Niall Ferguson‘s latest Newsweek column offers some disturbing thoughts for those who believe historical patterns tend to repeat.
Those planning to come to London for the Olympics should read Joseph Roth’s Radetzky March. For London today resembles nowhere more closely than fin-de-siècle Vienna—in good ways, but also in bad. …
… A century ago, Europe was torn apart by a combination of imperial decline, ethnic conflict, and economic volatility. Worryingly, all three ingredients are present in Britain today. Earlier this month we were reminded that if you want to blow a really large hole in an American financial institution, London is the place to do it. In 2008 it was AIG. This year it has been JPMorgan Chase, which has lost at least $2 billion by selling the terrifyingly named credit default swap index CDX.NA.IG.9. The man responsible for the megatrade—which earned him the nickname the “London Whale”—has the ineffably Habsburg name of Bruno Iksil.
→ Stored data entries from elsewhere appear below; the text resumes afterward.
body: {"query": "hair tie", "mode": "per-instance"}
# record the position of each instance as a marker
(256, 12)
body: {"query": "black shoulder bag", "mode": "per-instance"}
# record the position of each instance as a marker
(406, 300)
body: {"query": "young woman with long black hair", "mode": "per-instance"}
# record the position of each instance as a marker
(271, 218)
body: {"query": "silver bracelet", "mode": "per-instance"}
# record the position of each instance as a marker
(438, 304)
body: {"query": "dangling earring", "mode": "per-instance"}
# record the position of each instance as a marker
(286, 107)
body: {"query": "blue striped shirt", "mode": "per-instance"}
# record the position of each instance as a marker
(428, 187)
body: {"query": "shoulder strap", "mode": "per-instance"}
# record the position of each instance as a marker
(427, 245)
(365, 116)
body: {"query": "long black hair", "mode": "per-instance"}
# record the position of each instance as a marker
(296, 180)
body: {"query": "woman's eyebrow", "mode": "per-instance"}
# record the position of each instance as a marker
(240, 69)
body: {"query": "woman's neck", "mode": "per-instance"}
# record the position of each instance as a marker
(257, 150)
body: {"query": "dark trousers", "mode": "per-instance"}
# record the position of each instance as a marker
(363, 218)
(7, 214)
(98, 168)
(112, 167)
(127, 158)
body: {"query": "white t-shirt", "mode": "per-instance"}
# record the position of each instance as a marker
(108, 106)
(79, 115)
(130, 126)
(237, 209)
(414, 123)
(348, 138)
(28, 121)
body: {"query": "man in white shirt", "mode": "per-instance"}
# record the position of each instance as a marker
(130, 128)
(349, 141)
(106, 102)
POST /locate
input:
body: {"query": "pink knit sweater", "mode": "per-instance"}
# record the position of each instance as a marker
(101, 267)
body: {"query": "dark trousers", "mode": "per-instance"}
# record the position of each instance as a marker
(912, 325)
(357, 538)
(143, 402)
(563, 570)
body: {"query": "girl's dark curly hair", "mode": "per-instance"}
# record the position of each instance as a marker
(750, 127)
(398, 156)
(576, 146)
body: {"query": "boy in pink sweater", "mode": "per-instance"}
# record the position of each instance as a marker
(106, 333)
Like much of Europe, the U.K. economy now finds itself in a double-dip recession. Last week the Bank of England once again revised its growth forecast downward. Although (mercifully) outside the euro zone, Britain will suffer even more if the crisis over Greece escalates into a full-scale breakdown of the European monetary union. International financial crises are not good for international financial centers.
Karl Kraus once called Habsburg Austria “a laboratory of world destruction” (Versuchsstation des Weltuntergangs). I hate to worry the Olympics organizers, but could the same thing one day be said of Windsor England? I hope not. But I fear so.